Republicans eschewed a constitutional confrontation with the White House over Libya, though the House GOP did make a rather partisan effort to defund the Libya operations (a measure that failed) and still today House and Senate members raise their frustrations in committee hearings over their heavy-handed treatment by the White House.
But the actions of some Republicans point in a different direction. Last year, House Armed Services Committee Chairman Buck McKeon actually tried to expand the original Authorization for Use of Military Force that granted U.S. kinetic actions just three days after 9/11 -- which would have actually increased executive war-making power. While some on the Hill have long suspected the constitutionality of the War Powers Resolution, it was one of the few checks that Congress maintained over the president (aside from ability to defund operations, which in itself is a difficult tool to wield effectively).

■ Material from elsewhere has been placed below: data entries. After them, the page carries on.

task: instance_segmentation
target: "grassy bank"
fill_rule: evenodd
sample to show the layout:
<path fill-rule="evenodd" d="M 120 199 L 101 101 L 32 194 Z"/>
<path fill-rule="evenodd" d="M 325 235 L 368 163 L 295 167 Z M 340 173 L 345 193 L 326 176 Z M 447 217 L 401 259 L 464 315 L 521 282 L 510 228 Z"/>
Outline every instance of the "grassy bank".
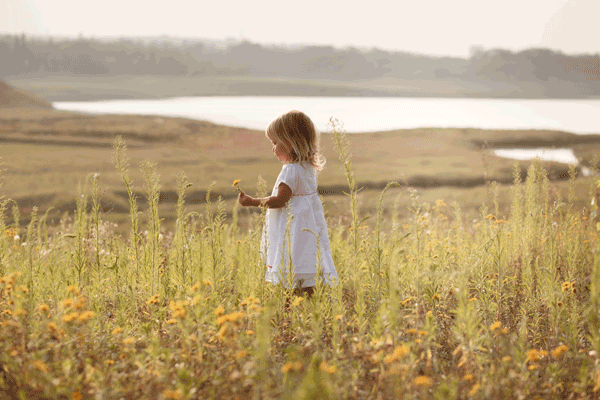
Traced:
<path fill-rule="evenodd" d="M 362 154 L 361 139 L 351 140 Z M 264 284 L 262 212 L 241 225 L 238 207 L 207 203 L 194 213 L 178 201 L 177 224 L 165 230 L 165 167 L 146 161 L 134 177 L 133 154 L 144 149 L 112 150 L 114 186 L 133 178 L 149 199 L 143 214 L 131 209 L 122 235 L 99 207 L 103 174 L 57 226 L 36 211 L 24 228 L 0 219 L 0 395 L 597 397 L 596 179 L 572 170 L 551 182 L 534 163 L 527 178 L 514 168 L 511 185 L 429 189 L 428 199 L 394 187 L 371 203 L 349 190 L 355 206 L 324 196 L 339 281 L 308 299 Z M 355 187 L 367 165 L 359 158 L 331 155 L 330 179 Z M 188 183 L 176 179 L 178 200 Z M 482 197 L 468 198 L 471 190 Z M 127 212 L 142 203 L 124 201 Z M 474 203 L 472 216 L 464 204 Z"/>
<path fill-rule="evenodd" d="M 514 85 L 457 78 L 398 79 L 391 77 L 334 81 L 246 76 L 53 76 L 5 78 L 19 89 L 48 101 L 158 99 L 184 96 L 359 96 L 451 98 L 546 98 L 535 83 Z"/>

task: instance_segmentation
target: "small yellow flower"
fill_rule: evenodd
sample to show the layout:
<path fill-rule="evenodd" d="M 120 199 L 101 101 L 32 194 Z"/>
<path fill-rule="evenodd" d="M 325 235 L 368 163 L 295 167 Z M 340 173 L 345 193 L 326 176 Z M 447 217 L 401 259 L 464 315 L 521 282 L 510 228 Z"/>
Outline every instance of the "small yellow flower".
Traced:
<path fill-rule="evenodd" d="M 500 321 L 496 321 L 490 325 L 490 331 L 494 332 L 496 329 L 500 328 L 502 323 Z"/>
<path fill-rule="evenodd" d="M 225 312 L 225 309 L 220 304 L 217 308 L 215 308 L 215 315 L 217 315 L 217 316 L 223 315 L 224 312 Z"/>
<path fill-rule="evenodd" d="M 123 339 L 123 344 L 131 344 L 133 342 L 135 342 L 135 338 L 133 336 Z"/>
<path fill-rule="evenodd" d="M 502 357 L 502 362 L 504 362 L 504 363 L 508 363 L 508 362 L 510 362 L 510 360 L 512 360 L 512 358 L 510 358 L 510 356 Z"/>
<path fill-rule="evenodd" d="M 79 313 L 77 312 L 72 312 L 70 314 L 67 314 L 65 316 L 62 317 L 62 320 L 65 322 L 72 322 L 75 319 L 77 319 L 77 317 L 79 317 Z"/>
<path fill-rule="evenodd" d="M 183 398 L 183 393 L 181 392 L 180 389 L 177 389 L 177 390 L 167 389 L 162 392 L 162 395 L 165 399 L 169 399 L 169 400 L 179 400 L 179 399 Z"/>
<path fill-rule="evenodd" d="M 410 349 L 408 348 L 408 346 L 406 346 L 404 344 L 402 344 L 400 346 L 396 346 L 394 348 L 394 351 L 392 352 L 392 354 L 388 354 L 387 356 L 385 356 L 383 358 L 383 363 L 384 364 L 389 364 L 389 363 L 392 363 L 394 361 L 401 360 L 409 352 L 410 352 Z"/>
<path fill-rule="evenodd" d="M 477 394 L 477 392 L 479 391 L 479 383 L 476 383 L 473 385 L 473 387 L 471 387 L 471 390 L 469 390 L 469 396 L 475 396 Z"/>
<path fill-rule="evenodd" d="M 328 374 L 333 374 L 335 371 L 337 371 L 337 367 L 335 365 L 329 365 L 325 361 L 322 361 L 321 364 L 319 364 L 319 369 L 327 372 Z"/>
<path fill-rule="evenodd" d="M 569 346 L 567 346 L 566 344 L 558 346 L 557 348 L 552 350 L 552 357 L 559 358 L 562 355 L 562 353 L 564 353 L 567 350 L 569 350 Z"/>
<path fill-rule="evenodd" d="M 92 318 L 94 315 L 96 315 L 93 311 L 85 311 L 82 312 L 79 317 L 77 317 L 77 321 L 79 322 L 85 322 L 88 319 Z"/>
<path fill-rule="evenodd" d="M 33 361 L 33 365 L 39 369 L 40 371 L 42 371 L 43 373 L 47 374 L 48 373 L 48 366 L 46 366 L 46 364 L 44 364 L 43 362 L 41 362 L 40 360 L 35 360 Z"/>
<path fill-rule="evenodd" d="M 63 306 L 64 308 L 69 308 L 73 305 L 73 300 L 71 299 L 65 299 L 63 301 L 60 302 L 60 305 Z"/>
<path fill-rule="evenodd" d="M 81 395 L 81 393 L 78 391 L 75 391 L 71 394 L 71 396 L 73 397 L 73 400 L 81 400 L 83 398 L 83 396 Z"/>
<path fill-rule="evenodd" d="M 294 302 L 292 303 L 292 305 L 294 307 L 298 307 L 300 305 L 300 303 L 302 302 L 302 300 L 304 300 L 304 297 L 296 297 L 296 299 L 294 300 Z"/>
<path fill-rule="evenodd" d="M 241 182 L 241 180 L 240 180 L 240 179 L 236 179 L 236 180 L 234 180 L 234 181 L 233 181 L 233 183 L 231 184 L 231 186 L 232 186 L 232 187 L 234 187 L 234 188 L 236 188 L 236 190 L 237 190 L 238 192 L 241 192 L 241 191 L 242 191 L 242 188 L 240 187 L 240 182 Z"/>
<path fill-rule="evenodd" d="M 417 386 L 431 386 L 431 378 L 427 375 L 419 375 L 415 378 L 414 384 Z"/>
<path fill-rule="evenodd" d="M 44 304 L 40 304 L 40 305 L 38 306 L 38 310 L 40 310 L 40 311 L 42 311 L 42 312 L 43 312 L 43 311 L 48 311 L 48 310 L 50 310 L 50 306 L 49 306 L 48 304 L 46 304 L 46 303 L 44 303 Z"/>
<path fill-rule="evenodd" d="M 115 329 L 113 329 L 112 334 L 114 336 L 114 335 L 118 335 L 121 332 L 123 332 L 123 328 L 115 328 Z"/>
<path fill-rule="evenodd" d="M 67 292 L 74 294 L 74 295 L 78 295 L 79 289 L 77 289 L 77 287 L 75 285 L 71 285 L 67 288 Z"/>
<path fill-rule="evenodd" d="M 463 379 L 465 381 L 472 381 L 474 378 L 473 374 L 466 374 L 465 376 L 463 376 Z"/>

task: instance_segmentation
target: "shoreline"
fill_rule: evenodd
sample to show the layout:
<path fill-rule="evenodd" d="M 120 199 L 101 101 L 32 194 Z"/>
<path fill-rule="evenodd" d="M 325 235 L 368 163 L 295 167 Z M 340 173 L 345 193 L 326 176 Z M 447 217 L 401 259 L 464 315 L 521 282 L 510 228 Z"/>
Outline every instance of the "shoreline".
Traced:
<path fill-rule="evenodd" d="M 13 75 L 5 82 L 50 102 L 151 100 L 178 97 L 301 96 L 461 98 L 506 100 L 599 100 L 598 95 L 552 96 L 537 83 L 460 79 L 374 78 L 334 81 L 248 76 Z"/>

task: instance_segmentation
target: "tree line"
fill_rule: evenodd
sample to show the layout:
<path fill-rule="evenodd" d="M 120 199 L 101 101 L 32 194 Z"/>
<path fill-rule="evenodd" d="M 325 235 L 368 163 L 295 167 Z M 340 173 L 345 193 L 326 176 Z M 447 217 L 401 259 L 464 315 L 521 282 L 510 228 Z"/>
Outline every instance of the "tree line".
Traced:
<path fill-rule="evenodd" d="M 519 52 L 475 48 L 467 58 L 377 48 L 266 46 L 208 42 L 0 36 L 0 77 L 66 75 L 235 75 L 354 80 L 379 77 L 496 82 L 600 82 L 600 54 L 566 55 L 544 48 Z"/>

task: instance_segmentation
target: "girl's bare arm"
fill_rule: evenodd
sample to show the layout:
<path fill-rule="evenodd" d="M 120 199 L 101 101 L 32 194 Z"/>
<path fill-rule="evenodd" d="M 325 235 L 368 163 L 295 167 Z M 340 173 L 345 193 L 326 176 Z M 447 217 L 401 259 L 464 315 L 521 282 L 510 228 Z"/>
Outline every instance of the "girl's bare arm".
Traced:
<path fill-rule="evenodd" d="M 248 196 L 243 191 L 240 192 L 238 201 L 244 207 L 266 207 L 266 208 L 282 208 L 292 197 L 292 189 L 285 183 L 280 183 L 277 188 L 276 196 L 269 196 L 263 198 L 255 198 Z"/>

Now they have been complicit in its further watering down.
Aside from Ron Paul, there's been little mention of the president's overreach in Libya by the GOP's presidential aspirants. And why should there be? If any of them become president they too would want to enjoy the expanded executive power that Obama has helped provide for them. Quite simply, in a closely divided country in which each party has a fair shot to win the White House every four years, there is little political incentive for either Democrats or Republicans to say enough is enough.
And with a former constitutional law professor punting on the issue (along with the much abused and maligned Congress), we're now even further from chipping away at the vast power the executive branch has been husbanded on national security issues. In the end, that may be the greatest legacy of the U.S. intervention in Libya.